The OlympiA trial is led by BIG in partnership with the Frontier Science & Technology Research Foundation, NRG Oncology, AstraZeneca and Merck.

Lynparza is a first-in-class PARP inhibitor and the first targeted treatment to potentially exploit DNA damage response (DDR) pathway deficiencies, such as BRCA mutations, to preferentially kill cancer cells. Inhibition of PARP with Lynparza leads to the trapping of PARP bound to DNA single-strand breaks, stalling of replication forks, their collapse and the generation of DNA double-strand breaks and cancer cell death. Lynparza is being tested in a range of tumour types with defects and dependencies in the DDR.

Lynparza, which is being jointly developed and commercialized by AstraZeneca and Merck, has a broad and advanced clinical trial development programme, and AstraZeneca and Merck are working together to understand how it may affect multiple PARP-dependent tumours as a monotherapy and in combination across multiple cancer types.

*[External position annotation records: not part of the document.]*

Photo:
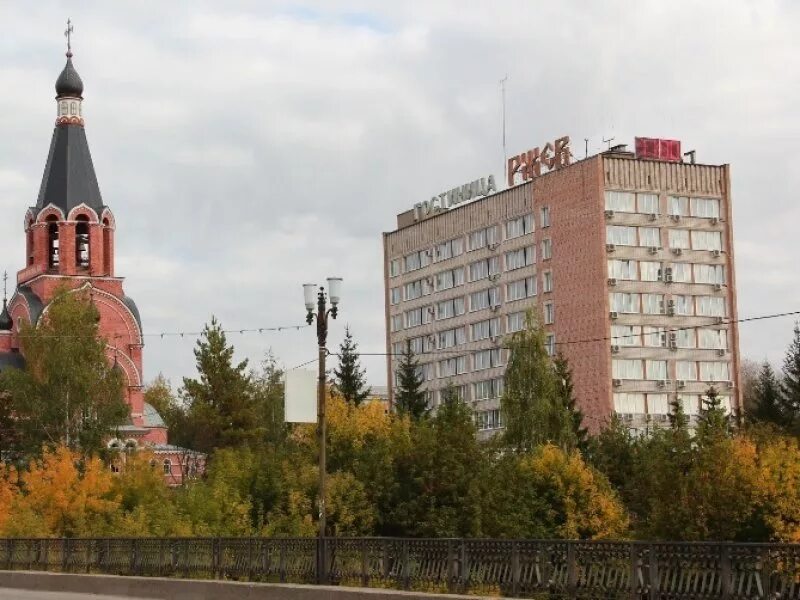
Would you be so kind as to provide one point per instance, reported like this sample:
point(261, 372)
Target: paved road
point(9, 594)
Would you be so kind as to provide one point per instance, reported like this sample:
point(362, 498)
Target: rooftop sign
point(530, 164)
point(447, 200)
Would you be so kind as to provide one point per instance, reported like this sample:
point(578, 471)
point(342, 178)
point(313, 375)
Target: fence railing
point(522, 568)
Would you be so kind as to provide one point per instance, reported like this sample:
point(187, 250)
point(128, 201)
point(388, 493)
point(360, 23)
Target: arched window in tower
point(29, 242)
point(82, 242)
point(106, 247)
point(52, 242)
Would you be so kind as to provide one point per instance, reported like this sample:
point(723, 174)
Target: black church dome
point(69, 83)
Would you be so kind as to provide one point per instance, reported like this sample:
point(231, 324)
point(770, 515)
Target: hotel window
point(484, 268)
point(620, 235)
point(626, 335)
point(656, 369)
point(682, 272)
point(709, 274)
point(622, 269)
point(647, 204)
point(516, 259)
point(707, 240)
point(626, 369)
point(453, 366)
point(650, 271)
point(550, 344)
point(653, 304)
point(547, 281)
point(705, 207)
point(484, 299)
point(486, 359)
point(397, 322)
point(684, 305)
point(519, 226)
point(650, 237)
point(714, 371)
point(412, 290)
point(483, 237)
point(710, 306)
point(544, 216)
point(624, 303)
point(654, 337)
point(488, 389)
point(449, 249)
point(658, 404)
point(629, 404)
point(678, 205)
point(524, 288)
point(547, 249)
point(449, 279)
point(679, 238)
point(713, 339)
point(685, 338)
point(413, 317)
point(447, 309)
point(516, 322)
point(417, 260)
point(549, 313)
point(485, 329)
point(621, 201)
point(686, 370)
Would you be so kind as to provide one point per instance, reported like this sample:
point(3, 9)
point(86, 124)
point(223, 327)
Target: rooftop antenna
point(68, 34)
point(503, 95)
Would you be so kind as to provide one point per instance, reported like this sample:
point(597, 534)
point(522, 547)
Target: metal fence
point(522, 568)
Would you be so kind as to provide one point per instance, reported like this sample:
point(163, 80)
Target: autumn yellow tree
point(64, 494)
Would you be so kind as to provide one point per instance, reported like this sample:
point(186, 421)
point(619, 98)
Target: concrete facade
point(641, 300)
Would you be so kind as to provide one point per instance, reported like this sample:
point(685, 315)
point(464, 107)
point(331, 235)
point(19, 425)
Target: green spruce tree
point(409, 398)
point(221, 408)
point(768, 404)
point(350, 380)
point(532, 404)
point(566, 395)
point(790, 385)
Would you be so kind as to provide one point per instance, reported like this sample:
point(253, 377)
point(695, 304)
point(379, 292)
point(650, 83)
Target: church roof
point(69, 178)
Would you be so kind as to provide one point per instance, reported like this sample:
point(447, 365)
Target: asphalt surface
point(9, 594)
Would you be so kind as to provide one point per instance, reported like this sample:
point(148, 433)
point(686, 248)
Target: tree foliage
point(350, 380)
point(68, 393)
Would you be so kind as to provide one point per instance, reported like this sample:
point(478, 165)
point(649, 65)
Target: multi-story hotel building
point(628, 262)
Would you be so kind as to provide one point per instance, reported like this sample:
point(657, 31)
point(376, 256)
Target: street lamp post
point(322, 315)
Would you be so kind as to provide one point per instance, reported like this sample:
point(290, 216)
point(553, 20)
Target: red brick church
point(70, 241)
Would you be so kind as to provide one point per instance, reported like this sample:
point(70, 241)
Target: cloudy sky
point(248, 147)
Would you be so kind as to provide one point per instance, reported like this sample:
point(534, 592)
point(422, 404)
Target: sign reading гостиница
point(447, 200)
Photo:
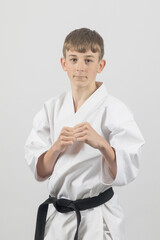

Early breast cancer is defined as disease confined to the breast with or without regional lymph node involvement and the absence of distant metastatic disease. For women in the US, the five-year survival is 99% for localized breast cancer (cancer that is found only in the breast area) and 86% for regional breast cancer (cancer that has spread outside the breast to nearby structures or lymph nodes). Breast cancer is one of the most biologically diverse tumour types with various factors fuelling its development and progression. The discovery of biomarkers in the development of breast cancer has greatly impacted scientific understanding of the disease.

BRCA1 and BRCA2 (breast cancer susceptibility genes 1/2) are human genes that produce proteins responsible for repairing damaged DNA and play an important role maintaining the genetic stability of cells. When either of these genes is mutated or altered such that its protein product either is not made or does not function correctly, DNA damage may not be repaired properly, and cells become unstable. As a result, cells are more likely to develop additional genetic alterations that can lead to cancer.

In July 2017, AstraZeneca and Merck, known as MSD outside the United States and Canada, announced a global strategic oncology collaboration to co-develop and co-commercialize certain oncology products including Lynparza, the world’s first PARP inhibitor, for multiple cancer types. Working together, the companies will develop these products in combination with other potential new medicines and as monotherapies. Independently, the companies will develop these oncology products in combination with their respective PD-L1 and PD-1 medicines.